Introduction to Mixed Modeling Procedures


Models with Subjects and Groups

The concept of a subject as a unit of clustering observations in a mixed model has been described in the preceding section. This concept is important for mixed modeling with the GLIMMIX, HPMIXED, MIXED, and NLMIXED procedures. Observations from two subjects are considered uncorrelated in the analysis. Observations from the same subject are potentially correlated, depending on your specification of the covariance structure. Random effects at the subject level always lead to correlation in the marginal distribution of the observations that belong to the subject.

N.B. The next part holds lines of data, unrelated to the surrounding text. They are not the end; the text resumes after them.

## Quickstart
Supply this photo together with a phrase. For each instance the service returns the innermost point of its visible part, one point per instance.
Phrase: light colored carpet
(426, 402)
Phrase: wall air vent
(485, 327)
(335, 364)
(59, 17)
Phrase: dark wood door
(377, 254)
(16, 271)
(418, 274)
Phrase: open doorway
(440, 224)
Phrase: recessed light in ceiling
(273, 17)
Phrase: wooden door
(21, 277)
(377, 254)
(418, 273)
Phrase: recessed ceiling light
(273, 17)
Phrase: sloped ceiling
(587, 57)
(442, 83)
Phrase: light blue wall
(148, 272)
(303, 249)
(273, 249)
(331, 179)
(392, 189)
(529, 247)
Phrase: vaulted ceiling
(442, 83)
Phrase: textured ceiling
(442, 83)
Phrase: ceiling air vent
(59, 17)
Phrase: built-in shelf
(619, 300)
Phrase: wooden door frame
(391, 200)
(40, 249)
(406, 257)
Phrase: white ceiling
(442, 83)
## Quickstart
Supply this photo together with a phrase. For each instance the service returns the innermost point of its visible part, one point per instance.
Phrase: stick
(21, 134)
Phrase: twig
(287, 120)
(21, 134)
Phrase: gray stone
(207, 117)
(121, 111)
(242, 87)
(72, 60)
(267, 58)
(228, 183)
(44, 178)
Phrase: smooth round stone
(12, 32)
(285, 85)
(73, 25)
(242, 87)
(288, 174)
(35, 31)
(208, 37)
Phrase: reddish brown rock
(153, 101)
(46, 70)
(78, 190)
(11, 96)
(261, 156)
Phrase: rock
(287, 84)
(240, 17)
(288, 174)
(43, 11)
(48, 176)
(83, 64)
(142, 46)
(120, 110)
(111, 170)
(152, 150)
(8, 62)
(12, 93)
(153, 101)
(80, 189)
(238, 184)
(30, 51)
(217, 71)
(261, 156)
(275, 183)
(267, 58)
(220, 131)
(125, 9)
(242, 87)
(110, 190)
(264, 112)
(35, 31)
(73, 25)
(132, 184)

The GLIMMIX, HPMIXED, and MIXED procedures also support the notion of a GROUP= effect in the specification of the covariance structure. Like a subject effect, a G-side group effect identifies independent random effects. In addition to a subject effect, the group effect assumes that the realizations of the random effects correspond to draws from different distributions; in other words, each level of the group effect is associated with a different set of covariance parameters. For example, the following statements in any of these procedures fit a random coefficient model with fixed intercept and slope and subject-specific random intercept and slope:

class id;
model y = x;
random intercept x / subject=id;

The interpretation of the RANDOM statement is that for each ID an independent draw is made from a bivariate normal distribution with zero mean and a diagonal covariance matrix. In the following statements (in any of these procedures) these independent draws come from different bivariate normal distributions depending on the value of the grp variable.

class id grp;
model y = x;
random intercept x / subject=id group=grp;

Adding GROUP= effects in your model increases the flexibility to model heterogeneity in the covariance parameters, but it can add numerical complexity to the estimation process.